Drücken Sie die Eingabetaste zum Suchen

Steiniger Grenzgang: Auf den Spuren des Stoneman Dolomiti

Text: Ralf Glaser | Foto: Ralf Glaser
03.04.2024
In den Sextener Dolomiten im äussersten Osten Südtirols liegen nicht nur die berühmten Drei Zinnen. Sondern auch ein schier unerschöpfliches Mountainbike-Revier voll alpiner Trails – und das Original des «Stoneman Trails» von Ex-Profi Roland Stauder.
Es kommt einem kleinen Seitenhieb gleich. Wenn man gemütlich in der Gondel sitzt, sich das Bergpanorama langsam öffnet, man sich auf die ersten Trails des Tages zu freuen beginnt – und dann aus dem Fenster einen jener Fleissbiker erblickt. Einen von der Sorte, für die die ersten 1000 Höhenmeter ganz selbstverständlich auch mit zur Tour dazugehören. Und wenn dann solch ein Jemand, wie Roland Stauder in diesem Moment, nur eine Cappuccinolänge nach einem selbst locker pedalierend an der Bergstation eintrifft – ja, da fragt man sich schon, ob der Mountainbike-Sport in den letzten Jahren wirklich eine so gute Entwicklung genommen hat. Angesichts eines zähen Hundes wie Roland ist die Frage nicht ganz unberechtigt, ob man sich noch mit Fug und Recht «Mountainbiker» schimpfen darf.
«Die Anstiege bei uns sind lang und oft ziemlich steil. Wer das nicht täglich trainieren kann, kommt hier schnell ans Limit», wiegelt Roland ab, und sticht damit zugleich das Messer tiefer in die Wunde. «Für unsere Gäste ist es gut, dass die Seilbahnen in der Drei-Zinnen-Region allesamt problemlos Bikes transportieren.» Die Seilbahnen aber selbst für seinen Sport zu nutzen? Das ist für Roland höchstens dann eine Option, wenn er mit Gästen unterwegs ist. «Hier im Pustertal sind Mountainbike-Marathons populär», erklärt Roland. «Für die meisten Locals ist schnell bergauf fahren zu können wichtiger als das Bergab!»

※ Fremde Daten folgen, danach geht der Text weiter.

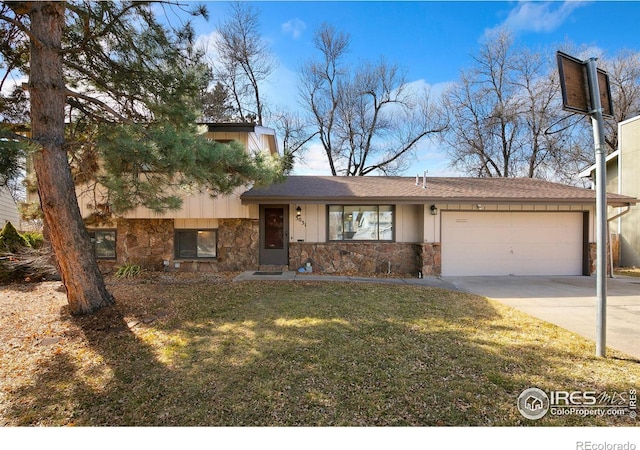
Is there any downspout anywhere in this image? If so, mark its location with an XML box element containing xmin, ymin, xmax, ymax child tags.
<box><xmin>607</xmin><ymin>205</ymin><xmax>631</xmax><ymax>278</ymax></box>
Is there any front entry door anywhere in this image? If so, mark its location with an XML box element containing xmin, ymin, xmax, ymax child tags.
<box><xmin>260</xmin><ymin>205</ymin><xmax>289</xmax><ymax>266</ymax></box>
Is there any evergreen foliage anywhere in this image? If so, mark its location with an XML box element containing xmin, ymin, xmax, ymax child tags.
<box><xmin>0</xmin><ymin>1</ymin><xmax>282</xmax><ymax>219</ymax></box>
<box><xmin>0</xmin><ymin>222</ymin><xmax>30</xmax><ymax>253</ymax></box>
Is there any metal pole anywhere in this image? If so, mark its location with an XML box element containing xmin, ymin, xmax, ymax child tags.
<box><xmin>587</xmin><ymin>58</ymin><xmax>607</xmax><ymax>358</ymax></box>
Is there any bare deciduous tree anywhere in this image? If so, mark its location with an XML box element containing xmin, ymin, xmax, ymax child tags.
<box><xmin>216</xmin><ymin>2</ymin><xmax>275</xmax><ymax>125</ymax></box>
<box><xmin>300</xmin><ymin>24</ymin><xmax>446</xmax><ymax>176</ymax></box>
<box><xmin>444</xmin><ymin>30</ymin><xmax>589</xmax><ymax>181</ymax></box>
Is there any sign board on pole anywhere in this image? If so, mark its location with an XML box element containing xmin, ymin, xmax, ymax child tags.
<box><xmin>558</xmin><ymin>52</ymin><xmax>613</xmax><ymax>357</ymax></box>
<box><xmin>557</xmin><ymin>52</ymin><xmax>613</xmax><ymax>117</ymax></box>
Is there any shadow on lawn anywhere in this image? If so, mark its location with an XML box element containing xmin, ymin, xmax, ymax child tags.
<box><xmin>3</xmin><ymin>283</ymin><xmax>628</xmax><ymax>426</ymax></box>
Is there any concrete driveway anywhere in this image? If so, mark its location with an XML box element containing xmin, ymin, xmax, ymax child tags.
<box><xmin>443</xmin><ymin>276</ymin><xmax>640</xmax><ymax>361</ymax></box>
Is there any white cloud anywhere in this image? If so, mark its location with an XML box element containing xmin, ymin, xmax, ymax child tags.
<box><xmin>282</xmin><ymin>18</ymin><xmax>307</xmax><ymax>39</ymax></box>
<box><xmin>502</xmin><ymin>1</ymin><xmax>589</xmax><ymax>33</ymax></box>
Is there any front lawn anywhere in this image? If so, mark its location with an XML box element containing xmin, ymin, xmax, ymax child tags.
<box><xmin>0</xmin><ymin>277</ymin><xmax>640</xmax><ymax>426</ymax></box>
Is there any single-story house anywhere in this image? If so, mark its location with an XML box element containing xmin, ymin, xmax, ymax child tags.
<box><xmin>241</xmin><ymin>176</ymin><xmax>636</xmax><ymax>276</ymax></box>
<box><xmin>74</xmin><ymin>124</ymin><xmax>637</xmax><ymax>276</ymax></box>
<box><xmin>580</xmin><ymin>116</ymin><xmax>640</xmax><ymax>267</ymax></box>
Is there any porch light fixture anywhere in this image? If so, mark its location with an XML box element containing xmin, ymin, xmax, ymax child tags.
<box><xmin>296</xmin><ymin>206</ymin><xmax>307</xmax><ymax>226</ymax></box>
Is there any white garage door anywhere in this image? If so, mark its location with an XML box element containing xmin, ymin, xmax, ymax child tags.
<box><xmin>441</xmin><ymin>211</ymin><xmax>583</xmax><ymax>276</ymax></box>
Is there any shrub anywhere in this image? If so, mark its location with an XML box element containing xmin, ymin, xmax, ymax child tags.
<box><xmin>0</xmin><ymin>222</ymin><xmax>30</xmax><ymax>253</ymax></box>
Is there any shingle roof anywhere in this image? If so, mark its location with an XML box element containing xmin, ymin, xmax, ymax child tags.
<box><xmin>241</xmin><ymin>176</ymin><xmax>637</xmax><ymax>206</ymax></box>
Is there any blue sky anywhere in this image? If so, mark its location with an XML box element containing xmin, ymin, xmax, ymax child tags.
<box><xmin>181</xmin><ymin>1</ymin><xmax>640</xmax><ymax>176</ymax></box>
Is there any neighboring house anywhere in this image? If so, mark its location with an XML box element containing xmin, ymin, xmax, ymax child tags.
<box><xmin>580</xmin><ymin>116</ymin><xmax>640</xmax><ymax>267</ymax></box>
<box><xmin>0</xmin><ymin>187</ymin><xmax>21</xmax><ymax>230</ymax></box>
<box><xmin>71</xmin><ymin>124</ymin><xmax>636</xmax><ymax>276</ymax></box>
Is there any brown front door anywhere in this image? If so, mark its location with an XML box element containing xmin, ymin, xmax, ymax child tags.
<box><xmin>260</xmin><ymin>205</ymin><xmax>289</xmax><ymax>266</ymax></box>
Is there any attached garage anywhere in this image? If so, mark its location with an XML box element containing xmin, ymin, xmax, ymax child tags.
<box><xmin>441</xmin><ymin>211</ymin><xmax>585</xmax><ymax>276</ymax></box>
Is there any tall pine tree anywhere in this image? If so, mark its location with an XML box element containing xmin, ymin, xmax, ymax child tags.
<box><xmin>0</xmin><ymin>1</ymin><xmax>279</xmax><ymax>314</ymax></box>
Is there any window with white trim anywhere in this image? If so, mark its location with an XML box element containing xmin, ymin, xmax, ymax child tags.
<box><xmin>174</xmin><ymin>229</ymin><xmax>218</xmax><ymax>259</ymax></box>
<box><xmin>328</xmin><ymin>205</ymin><xmax>395</xmax><ymax>242</ymax></box>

Dass dem so ist, dürfte nicht zuletzt mit Roland Stauder selbst zu tun haben. Sicher, seine Profi-Rennkarriere hat der 48-Jährige schon seit geraumer Zeit an den Nagel gehängt. Doch mit seinem Gewinn des Gesamtweltcups 2003 über diverse Erfolge bei der Transalp-Challenge, der Crocodile Trophy bis hin zum heimischen Dolomiten-Mann dürfte der drahtige Pustertaler diverse Generationen an Nachwuchs-Racern inspiriert haben. So auch Elisabeth Gietl, ihres Zeichens Bike-Guidin aus Toblach, gestandene XC-Racerin und zugleich die Dritte im Bunde für die heutige, abenteuerliche Tour.
Wer sein Velo liebt ... kurz vor dem Kniebergsattel kommen auch fitte Biker wie Roland und Elisabeth kurz an ihre Grenzen.
Foto: Ralf Glaser
Zwei Mountainbiker schieben einen Trail hinauf.
Wer sein Velo liebt ... kurz vor dem Kniebergsattel kommen auch fitte Biker wie Roland und Elisabeth kurz an ihre Grenzen.
Ein Panorama zum Niederknien. In den zentralen Dolomiten stehen berühmte Berge Spalier – allen voran die Drei Zinnen.
Foto: Ralf Glaser
Eine Mountainbikerin blickt auf das in der Ferne liegende Bergpanorama.
Ein Panorama zum Niederknien. In den zentralen Dolomiten stehen berühmte Berge Spalier – allen voran die Drei Zinnen.

Die Essenz des Stoneman

Bei aller Kondition und alpiner Erfahrung, die sich in dieser Gruppe sammelt, sind heute ein paar Sorgenfalten angebracht.   Der Himmel über den Südtiroler Dolomiten strahlt blau und die Fernsicht ist so gut, wie man es sich Ende September nur erhoffen kann. Andererseits hat erst vor zwei Tagen ein Tiefdruckgebiet die Dolomiten in ein Wintermärchen aus Schnee, Eis und Fels verwandelt. Zumindest oberhalb der Zweitausendmetermarke – aber genau dort wollen wir hin. Auf dem Programm steht mit der Demuth-Passage der alpinste und fahrtechnisch anspruchsvollste Abschnitt von Roland Stauders Stoneman Trail.  Im alpinen Gelände ist ein kleines Schneepaket  selbst im Hochsommer nichts Ungewöhnliches. Doch im Normalfall ist der Spuk meist schnell wieder vorbei.  An diesem Morgen liegen die Temperaturen an der Bergstation der Helm-Seilbahn jedoch nur wenig oberhalb des Gefrierpunktes. Und je höher wir kommen, desto klarer wird, dass das Wort «angezuckert», wie der Karnische Grenzkamm bei Sonnenaufgang aus dem Tal heraus erschien, zum blanken Euphemismus gefriert. Immerhin: Gegen den schneidenden Wind hilft eine schneidige Pace. Und die legen Roland und Elisabeth vor – die Wärme in der Stube der Sillianer Hütte lockt.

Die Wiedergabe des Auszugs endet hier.